Greening up our gardens
My thoughts for the New Year turn to how we can ensure that as well as being happy and productive green spaces, our gardens are as green as possible in the planetary and sustainability sense too. This has been a direction of travel since the start of the 21st century across pretty much all aspects of life and gardens have great potential to help if we give a little thought to what we are buying. One of the most eco ways to garden is to grow your own plants or swap with friends and turn garden waste into compost – nature’s recycling. But there are times when we all need to acquire ‘stuff’ whether pots and compost or tools, machinery and garden furniture.
There are a couple of topics that are probably familiar to all gardeners by now from coverage in mainstream as well as gardening media and those are Peat and Tropical Hardwoods. I am a long term advocate of peat-free multipurpose compost to preserve dwindling peat bogs as irreplaceable wildlife and plant habitats. They also reduce water run-off and flooding and now we know that they store huge amounts of carbon. Sustainable timber sourcing is another no-brainer and, despite labelling schemes, tropical rainforests are still at risk to produce hardwood garden furniture.

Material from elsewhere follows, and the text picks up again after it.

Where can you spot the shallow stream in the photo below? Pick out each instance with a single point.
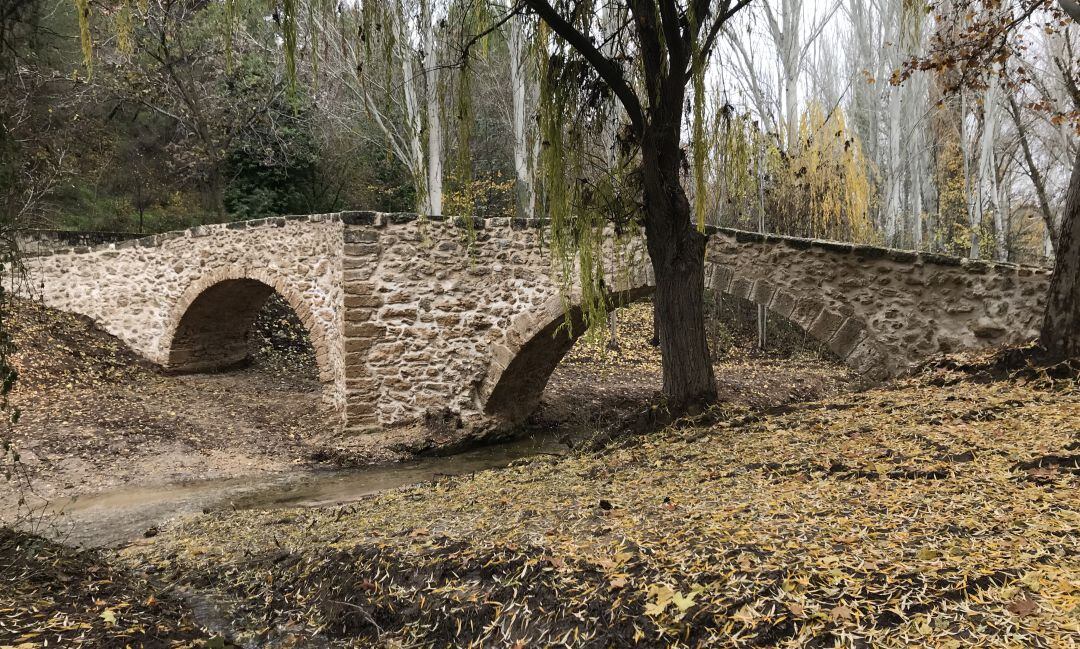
(122, 515)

For the rest, it is not practical or reasonable to try to list all the environmentally good or bad products and certainly not for me or anyone else to tell you what to buy. But I do find it useful to have a simple way to assess the overall impact of anything that I am considering buying and compare it to the benefit that I and my garden will get. So this is how I look at it.
- What is the object made from, how is it made and how far has it come?
This is about raw materials being non-renewable or the extraction causing permanent damage, peat and hardwoods above are good examples. For a manufactured item do you know how much power or water is needed for the process and what happens to waste products? It may mean a choice of bbq charcoal from a local woodland coppicing scheme instead of hardwood charcoal shipped in from China or South America.
- Does it need power to operate, are there waste products?
I am not suggesting that power tools are not useful but there are choices to be made: rechargeable battery versus petrol hedge trimmer, a rake may be as easy as a leaf blower in a small garden. Gas patio heaters are hard to justify in terms of fuel and polluting gases, but I was brought up in a ‘put another jumper on’ household and you may think differently. The point is to think about it.
- How long will it last and what happens when I dispose of it?
This is where I finally mention plastic! Plastics can be great materials used appropriately and in fact the environmental debate on plastic is very complicated. One thing that is clear though is that single-use plastic packaging, even if technically recyclable, is generally best avoided. After all you are buying what is inside but both you and the environment pay for the moulded plastic container.
When it comes to plastic plant pots it is difficult to imagine growing and transporting all the plants bought in the UK each year without plastic pots. Many more are now recyclable in theory but it is doubtful how much waste plastic is actually recycled in practice. The best way currently to minimise the impact of plastic plant pots is to use them as many times as possible and avoid buying new (empty) ones. If you have excess then donating them to a growing project, community garden or garden therapy unit might be an option.
A good New Year’s resolution for a gardener might be to pause before buying and decide if there is a greener choice that would be just as fabulous.